Corporate credit cards
A business credit card works more or less like a personal credit card. It’s a revolving loan with a set limit. It’s usually easier to qualify for a business credit card than a business loan, assuming your company’s credit is pretty good. Unlike business lines of credit, you usually don’t have to reapply for a credit card every year. Credit cards make it easy to keep your business expenses separate from your personal expenses, if you’re disciplined about using your business card only for business spending. The incentives offered by credit card companies – free flights, cash-back discounts – can be useful for small businesses. And a credit card, used wisely, can help manage cash flow. However, the interest rate on a credit cards is usually higher than available rates for lines of credit or small business loans. The loan limit is lower.
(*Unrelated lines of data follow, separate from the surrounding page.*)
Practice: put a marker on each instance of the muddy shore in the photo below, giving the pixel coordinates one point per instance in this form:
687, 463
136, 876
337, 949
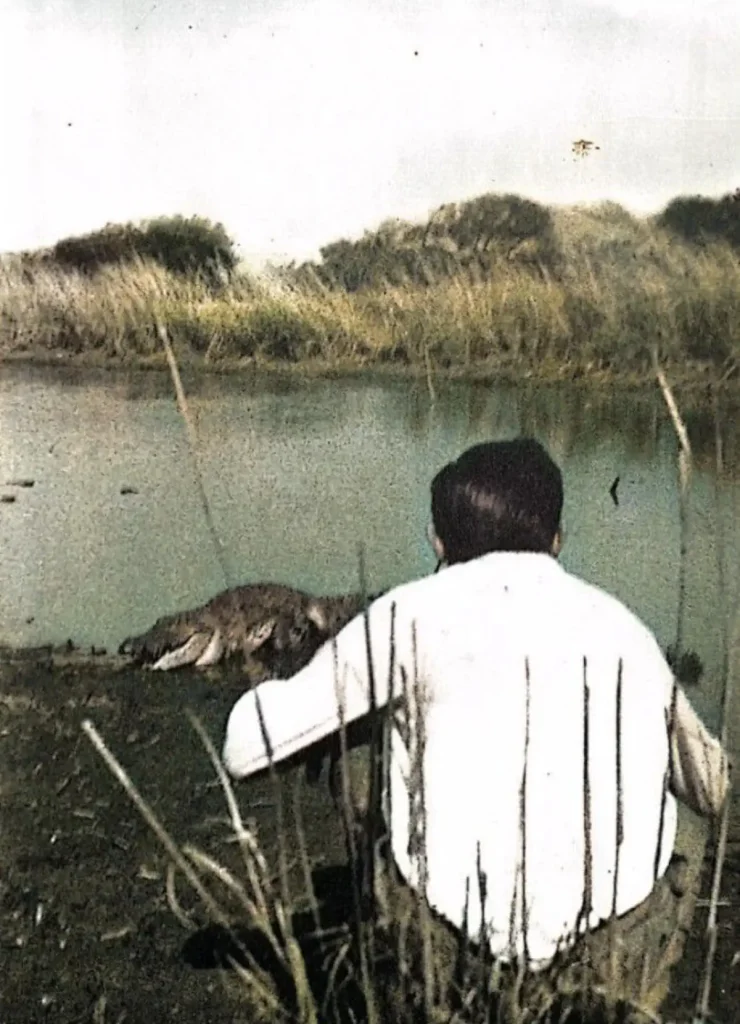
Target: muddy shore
86, 933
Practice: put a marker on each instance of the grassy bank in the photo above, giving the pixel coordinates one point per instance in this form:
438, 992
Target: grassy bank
617, 287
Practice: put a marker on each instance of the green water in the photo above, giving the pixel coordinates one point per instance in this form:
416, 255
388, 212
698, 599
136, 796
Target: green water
298, 474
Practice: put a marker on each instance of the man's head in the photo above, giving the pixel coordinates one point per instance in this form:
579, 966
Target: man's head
503, 496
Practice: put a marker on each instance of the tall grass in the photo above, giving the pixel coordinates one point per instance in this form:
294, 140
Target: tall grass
335, 976
619, 287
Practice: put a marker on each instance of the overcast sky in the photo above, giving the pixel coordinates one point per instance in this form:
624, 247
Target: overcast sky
295, 122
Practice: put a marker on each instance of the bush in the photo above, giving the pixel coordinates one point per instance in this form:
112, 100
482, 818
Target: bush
700, 219
184, 246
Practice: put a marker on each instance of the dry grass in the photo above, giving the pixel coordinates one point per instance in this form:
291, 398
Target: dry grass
619, 288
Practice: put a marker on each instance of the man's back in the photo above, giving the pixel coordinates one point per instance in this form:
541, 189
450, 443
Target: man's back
510, 650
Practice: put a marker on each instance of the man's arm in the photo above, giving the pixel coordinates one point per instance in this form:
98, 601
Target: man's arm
700, 768
297, 713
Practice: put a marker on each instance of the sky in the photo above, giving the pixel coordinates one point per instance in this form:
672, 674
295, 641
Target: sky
298, 122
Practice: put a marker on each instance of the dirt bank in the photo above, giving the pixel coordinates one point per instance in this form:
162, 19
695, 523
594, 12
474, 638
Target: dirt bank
86, 933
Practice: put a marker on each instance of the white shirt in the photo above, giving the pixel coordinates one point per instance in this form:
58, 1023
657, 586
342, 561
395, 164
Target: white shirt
478, 625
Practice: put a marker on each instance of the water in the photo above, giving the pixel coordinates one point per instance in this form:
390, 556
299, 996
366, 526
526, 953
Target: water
298, 474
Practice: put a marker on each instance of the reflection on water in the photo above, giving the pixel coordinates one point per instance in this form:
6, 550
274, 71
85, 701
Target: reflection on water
299, 473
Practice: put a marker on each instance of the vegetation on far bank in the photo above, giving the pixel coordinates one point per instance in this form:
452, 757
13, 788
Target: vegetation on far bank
497, 286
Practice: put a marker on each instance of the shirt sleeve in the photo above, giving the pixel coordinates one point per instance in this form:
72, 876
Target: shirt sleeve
699, 766
279, 718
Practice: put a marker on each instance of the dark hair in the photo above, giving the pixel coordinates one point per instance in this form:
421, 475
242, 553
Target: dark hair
502, 496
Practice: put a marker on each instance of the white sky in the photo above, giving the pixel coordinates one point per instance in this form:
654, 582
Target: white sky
298, 122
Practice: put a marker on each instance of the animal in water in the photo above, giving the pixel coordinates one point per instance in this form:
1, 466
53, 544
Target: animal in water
612, 491
273, 628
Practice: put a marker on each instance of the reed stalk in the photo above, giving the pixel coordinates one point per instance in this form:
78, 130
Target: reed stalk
731, 670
Business credit cards can be lost or abused by unscrupulous employees. And, most of the time, your bank will put you personally on the hook for repayment if you’re company can’t pay the bill – there’s no limited liability for a corporate credit card.
Line of credit
This type of loan is designed to finance short-term working capital needs – inventory purchases or operating expenses. You wouldn’t use this kind of loan for big purchases. But businesses with choppy sales patterns – big gains during the holidays and weak sales in the summer, for example – tend to want lines of credit to smooth out their operating finances. You generally need to be a profitable business that can demonstrate positive cash flow to receive a line of credit loan. The application process takes longer and requires more documentation than that for a corporate credit card, but the interest rate is lower and the amount available to borrow is usually much higher. The interest rate is fixed, unlike a credit card.
Small business loan
These loans are often larger than line of credit borrowings, and require at least as much documentation.